So the initial situation discussed with Jon Hayes is that after two letter by letter undoes it would switch to word by word undo (so go through the transaction history until we see a non-letter character). This would be a bit challenging but has quite a tight focus.

rrees commented 9 years ago

This was bumped again today. I think prototyping something might be a good idea @na7hangood, I feel we're going to hear this over and over again

rrees commented 9 years ago

Can we also look at #334 when we do this?

aaalsaleh commented 9 years ago

Possible ways to define a new transaction:

  1. On every change.
  2. After a given interval of the last input if no new input has been made since.
  3. On space key (repeated ones can be ignored).
  4. On return key (repeated ones can be ignored).
  5. On backspace and/or delete (repeated ones can be ignored).
  6. On paste event.
  7. On execution of any command (e.g. Bold, Italic, ...etc).
  8. If the cursor/selection location was changed, and a new input has been made.
  9. Combination of all or some of the above.

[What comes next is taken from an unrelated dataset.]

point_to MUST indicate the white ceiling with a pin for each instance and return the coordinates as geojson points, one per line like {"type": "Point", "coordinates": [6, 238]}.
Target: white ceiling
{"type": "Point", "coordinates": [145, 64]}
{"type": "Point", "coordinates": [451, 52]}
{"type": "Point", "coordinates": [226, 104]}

Previously, 1 was the default behavior. With the new undo manager, 2 is now the default. 3, 4, and 5 are possible with extra checking, but can be annoying to some users. 6 is the easiest, and can be implemented with a small change. 7, is also easy to implement, but there is a need to do minor changes on all the commands (passing a flag to force a new transaction with each command). 8 is not so trivial, especially taking into account the inconsistency with the Selection API across the browsers, but it can be made. Also with low interval, 8 becomes useless, since changing cursor location will pass that interval.